Das sozial-räumliche Gedächtnis der europäischen Grenzen: Dispositive des Erinnerns und Vergessens
Forschungsschwerpunkt: Ökonomie und Zivilgesellschaft
Projektleitung im IRS: Dr. Vivien Sommer
Projektteam: Julia Heinle Veronika M. Warzycha Tabea Chaudhri
Förderorganisation: Deutsche Forschungsgemeinschaft
Laufzeit: 11/2023 - 10/2026
Disruptive Ereignisse haben einen tiefgreifenden Einfluss darauf, wie Gesellschaften und Räume sich verändern. Ob es um die Neuordnung von Grenzen nach dem Zweiten Weltkrieg, den Kalten Krieg oder die jüngsten Veränderungen aufgrund des Brexits geht, disruptive Ereignisse spielen eine wesentliche Rolle bei der Gestaltung unserer Grenzen und Grenzregionen. Dies führt zu einer grundlegenden Frage: Wie erinnern wir uns an diese Grenzen, und welchen Einfluss hat diese Erinnerung auf das Konzept eines grenzenlosen Europas? Die Emmy Noether-Nachwuchsforschungsgruppe „The Social-Spatial Memory of European Borders: Dispositifs of Remembering and Forgetting“ erforscht, wie vergangene disruptive Ereignisse, wie Kriege, geopolitische Konflikte und politische Vereinigungen, den aktuellen Zustand der Grenzen beeinflusst haben.

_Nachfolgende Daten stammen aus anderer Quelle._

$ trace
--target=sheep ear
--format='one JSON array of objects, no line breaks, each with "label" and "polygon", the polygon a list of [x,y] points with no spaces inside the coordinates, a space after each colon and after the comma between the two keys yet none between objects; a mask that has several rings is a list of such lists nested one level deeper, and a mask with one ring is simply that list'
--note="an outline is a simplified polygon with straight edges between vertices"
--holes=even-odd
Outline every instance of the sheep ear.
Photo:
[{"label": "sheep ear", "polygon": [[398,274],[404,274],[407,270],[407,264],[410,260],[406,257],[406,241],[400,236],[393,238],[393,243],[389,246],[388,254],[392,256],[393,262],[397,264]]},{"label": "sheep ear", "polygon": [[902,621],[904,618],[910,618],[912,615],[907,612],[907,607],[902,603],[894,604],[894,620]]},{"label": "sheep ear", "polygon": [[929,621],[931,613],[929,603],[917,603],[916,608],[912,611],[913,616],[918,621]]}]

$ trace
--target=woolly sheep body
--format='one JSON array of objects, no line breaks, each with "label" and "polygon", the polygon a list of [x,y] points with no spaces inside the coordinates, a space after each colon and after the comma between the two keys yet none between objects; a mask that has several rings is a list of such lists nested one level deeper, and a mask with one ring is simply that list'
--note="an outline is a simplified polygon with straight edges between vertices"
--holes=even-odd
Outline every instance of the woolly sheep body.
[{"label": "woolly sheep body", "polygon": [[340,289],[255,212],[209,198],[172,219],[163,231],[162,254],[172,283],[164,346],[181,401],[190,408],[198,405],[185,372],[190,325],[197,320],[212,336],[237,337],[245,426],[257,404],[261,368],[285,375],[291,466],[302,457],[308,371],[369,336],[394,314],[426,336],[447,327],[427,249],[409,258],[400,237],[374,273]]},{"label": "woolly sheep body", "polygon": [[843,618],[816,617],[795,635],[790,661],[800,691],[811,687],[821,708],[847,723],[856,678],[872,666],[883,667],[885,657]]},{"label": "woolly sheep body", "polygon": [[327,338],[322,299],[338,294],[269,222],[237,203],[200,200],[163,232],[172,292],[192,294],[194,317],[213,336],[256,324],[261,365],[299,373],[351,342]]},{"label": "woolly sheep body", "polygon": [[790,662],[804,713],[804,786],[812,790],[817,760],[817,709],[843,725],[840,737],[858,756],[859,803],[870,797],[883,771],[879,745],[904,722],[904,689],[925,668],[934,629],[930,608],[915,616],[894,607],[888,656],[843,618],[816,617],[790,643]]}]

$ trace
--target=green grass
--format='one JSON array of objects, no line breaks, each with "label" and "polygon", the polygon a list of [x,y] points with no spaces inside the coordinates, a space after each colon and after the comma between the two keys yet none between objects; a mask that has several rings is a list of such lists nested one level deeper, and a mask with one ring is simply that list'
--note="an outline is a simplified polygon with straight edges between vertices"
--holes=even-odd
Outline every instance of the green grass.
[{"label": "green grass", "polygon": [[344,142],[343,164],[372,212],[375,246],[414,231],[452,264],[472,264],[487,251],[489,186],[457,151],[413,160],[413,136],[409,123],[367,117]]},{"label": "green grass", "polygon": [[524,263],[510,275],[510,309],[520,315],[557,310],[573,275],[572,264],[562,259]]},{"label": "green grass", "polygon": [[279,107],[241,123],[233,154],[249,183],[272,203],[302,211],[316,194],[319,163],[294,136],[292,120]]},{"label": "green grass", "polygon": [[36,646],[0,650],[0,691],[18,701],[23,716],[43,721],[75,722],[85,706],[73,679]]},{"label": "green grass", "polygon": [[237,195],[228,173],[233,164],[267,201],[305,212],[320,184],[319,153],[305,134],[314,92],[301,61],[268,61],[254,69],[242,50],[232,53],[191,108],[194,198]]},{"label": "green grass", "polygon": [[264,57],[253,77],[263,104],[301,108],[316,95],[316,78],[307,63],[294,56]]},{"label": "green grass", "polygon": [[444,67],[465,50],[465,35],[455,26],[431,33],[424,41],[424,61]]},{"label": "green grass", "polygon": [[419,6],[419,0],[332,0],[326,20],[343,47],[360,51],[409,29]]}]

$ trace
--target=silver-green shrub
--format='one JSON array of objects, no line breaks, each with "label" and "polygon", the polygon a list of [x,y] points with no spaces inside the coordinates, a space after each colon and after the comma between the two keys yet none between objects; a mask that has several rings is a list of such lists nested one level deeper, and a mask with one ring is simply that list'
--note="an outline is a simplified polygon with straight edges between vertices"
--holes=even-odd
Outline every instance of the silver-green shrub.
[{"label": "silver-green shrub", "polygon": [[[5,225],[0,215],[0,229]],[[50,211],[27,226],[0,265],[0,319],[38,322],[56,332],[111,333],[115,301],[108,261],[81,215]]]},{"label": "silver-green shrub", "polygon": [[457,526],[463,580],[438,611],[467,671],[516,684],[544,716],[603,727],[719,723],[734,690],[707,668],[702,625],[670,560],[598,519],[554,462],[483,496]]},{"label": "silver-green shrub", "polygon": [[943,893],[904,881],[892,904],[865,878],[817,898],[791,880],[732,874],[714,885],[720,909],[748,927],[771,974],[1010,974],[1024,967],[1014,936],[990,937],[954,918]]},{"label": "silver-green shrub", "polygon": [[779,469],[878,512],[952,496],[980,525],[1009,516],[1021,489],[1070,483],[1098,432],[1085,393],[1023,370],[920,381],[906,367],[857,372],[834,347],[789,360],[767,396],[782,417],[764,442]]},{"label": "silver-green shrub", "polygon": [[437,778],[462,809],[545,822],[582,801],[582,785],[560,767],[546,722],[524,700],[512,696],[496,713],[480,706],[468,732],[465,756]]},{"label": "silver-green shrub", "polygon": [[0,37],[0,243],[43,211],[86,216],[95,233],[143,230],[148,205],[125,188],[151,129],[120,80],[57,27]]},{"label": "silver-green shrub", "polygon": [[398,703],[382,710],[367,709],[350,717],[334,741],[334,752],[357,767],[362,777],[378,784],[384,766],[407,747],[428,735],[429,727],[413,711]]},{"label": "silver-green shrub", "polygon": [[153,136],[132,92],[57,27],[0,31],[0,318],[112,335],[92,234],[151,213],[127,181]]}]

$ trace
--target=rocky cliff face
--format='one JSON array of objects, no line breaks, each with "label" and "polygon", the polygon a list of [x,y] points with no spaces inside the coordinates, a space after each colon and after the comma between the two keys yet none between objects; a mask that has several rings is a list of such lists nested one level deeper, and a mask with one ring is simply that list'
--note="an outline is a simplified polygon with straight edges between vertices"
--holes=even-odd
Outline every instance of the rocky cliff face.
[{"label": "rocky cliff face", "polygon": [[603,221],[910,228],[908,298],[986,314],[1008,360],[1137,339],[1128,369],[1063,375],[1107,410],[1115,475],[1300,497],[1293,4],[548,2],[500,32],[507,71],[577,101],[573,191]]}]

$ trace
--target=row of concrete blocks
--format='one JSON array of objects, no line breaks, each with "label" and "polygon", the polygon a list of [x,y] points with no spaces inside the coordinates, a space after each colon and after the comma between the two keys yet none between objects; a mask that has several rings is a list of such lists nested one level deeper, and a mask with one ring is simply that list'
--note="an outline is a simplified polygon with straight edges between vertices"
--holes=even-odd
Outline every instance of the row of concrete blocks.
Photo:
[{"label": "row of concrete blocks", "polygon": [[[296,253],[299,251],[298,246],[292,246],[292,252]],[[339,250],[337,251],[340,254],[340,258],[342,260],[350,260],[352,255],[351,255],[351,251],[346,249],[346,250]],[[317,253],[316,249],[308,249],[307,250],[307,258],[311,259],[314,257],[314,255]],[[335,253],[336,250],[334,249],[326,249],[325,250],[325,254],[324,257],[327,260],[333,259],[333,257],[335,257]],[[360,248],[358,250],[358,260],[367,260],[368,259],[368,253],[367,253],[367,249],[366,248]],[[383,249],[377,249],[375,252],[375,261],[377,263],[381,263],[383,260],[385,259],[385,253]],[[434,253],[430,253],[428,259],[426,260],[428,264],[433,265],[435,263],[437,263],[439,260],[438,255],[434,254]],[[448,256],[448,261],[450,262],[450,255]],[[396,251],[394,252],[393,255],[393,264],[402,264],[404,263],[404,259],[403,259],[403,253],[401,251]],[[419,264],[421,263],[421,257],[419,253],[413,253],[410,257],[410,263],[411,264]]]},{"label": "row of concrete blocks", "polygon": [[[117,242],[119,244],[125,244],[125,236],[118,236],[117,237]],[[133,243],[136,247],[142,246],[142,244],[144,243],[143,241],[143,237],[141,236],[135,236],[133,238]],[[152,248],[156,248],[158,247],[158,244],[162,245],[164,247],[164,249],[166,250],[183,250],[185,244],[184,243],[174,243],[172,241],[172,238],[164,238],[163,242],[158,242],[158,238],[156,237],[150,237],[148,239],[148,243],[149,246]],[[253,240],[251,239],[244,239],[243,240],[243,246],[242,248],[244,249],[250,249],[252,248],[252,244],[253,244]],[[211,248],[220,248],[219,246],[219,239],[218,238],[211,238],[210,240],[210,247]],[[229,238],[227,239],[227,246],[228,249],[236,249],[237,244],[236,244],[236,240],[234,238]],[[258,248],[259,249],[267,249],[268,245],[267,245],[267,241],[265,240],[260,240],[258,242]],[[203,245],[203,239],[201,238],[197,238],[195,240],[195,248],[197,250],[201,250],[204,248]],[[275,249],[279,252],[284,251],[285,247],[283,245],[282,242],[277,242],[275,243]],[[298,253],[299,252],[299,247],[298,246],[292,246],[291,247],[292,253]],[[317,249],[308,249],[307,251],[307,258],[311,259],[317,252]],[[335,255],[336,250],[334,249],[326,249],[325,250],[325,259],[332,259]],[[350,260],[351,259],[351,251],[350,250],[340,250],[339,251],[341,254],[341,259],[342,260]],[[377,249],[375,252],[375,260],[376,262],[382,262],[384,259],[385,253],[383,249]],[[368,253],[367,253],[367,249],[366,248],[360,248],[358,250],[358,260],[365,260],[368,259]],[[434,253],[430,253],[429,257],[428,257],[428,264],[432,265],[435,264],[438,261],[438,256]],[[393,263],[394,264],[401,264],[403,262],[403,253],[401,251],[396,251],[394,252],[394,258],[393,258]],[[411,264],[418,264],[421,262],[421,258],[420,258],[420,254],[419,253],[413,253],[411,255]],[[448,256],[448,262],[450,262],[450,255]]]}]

Bislang fehlen theoretische Konzepte, die die Bedeutung des sozialen Gedächtnisses von Grenzen für den Alltag der Bewohner*innen erfassen können. Die Forschungsgruppe wird diese Lücke mit einer innovativen Studie zum sozialen Gedächtnis in Partnerstädten und Partnerdörfern in Europa schließen. Das Projekt untersucht drei Dimensionen des Gedächtnisses von Grenzen - Erinnerungsrahmen, Erinnerungspraktiken und Erinnerungsmaterialität - in Partnerstädten und Partnerdörfern an vier verschiedenen Grenzen von Nationen, die Teil des Schengen-Raums sind: die polnisch-deutsche Grenze, die schweizerisch-deutsche Grenze, die dänisch-deutsche Grenze und als Kontrast die irisch-nordirische Grenze.
Die Forschungsgruppe wird unter der Leitung von Vivien Sommer einen multiperspektivischen methodischen Ansatz verfolgen, der Experteninterviews mit Erinnerungsaktivisten, narrative Interviews mit Bewohner*innen, mentale Karten der Grenzen und Spaziergänge mit den Bewohner*innen kombiniert. Die Daten werden mit einer multimodalen Kodierungsmethode analysiert. Zusätzlich werden kartographische Karten in lokalen Archiven erstellt und interaktive digitale Karten produziert. Das Projekt zielt darauf ab, ein theoretisches Konzept des sozialräumlichen Gedächtnisses von Grenzen als Dispositive zu entwickeln, um die Komplexität des Erinnerns und Vergessens im gegenwärtigen Alltag an den Grenzen Europas zu verstehen.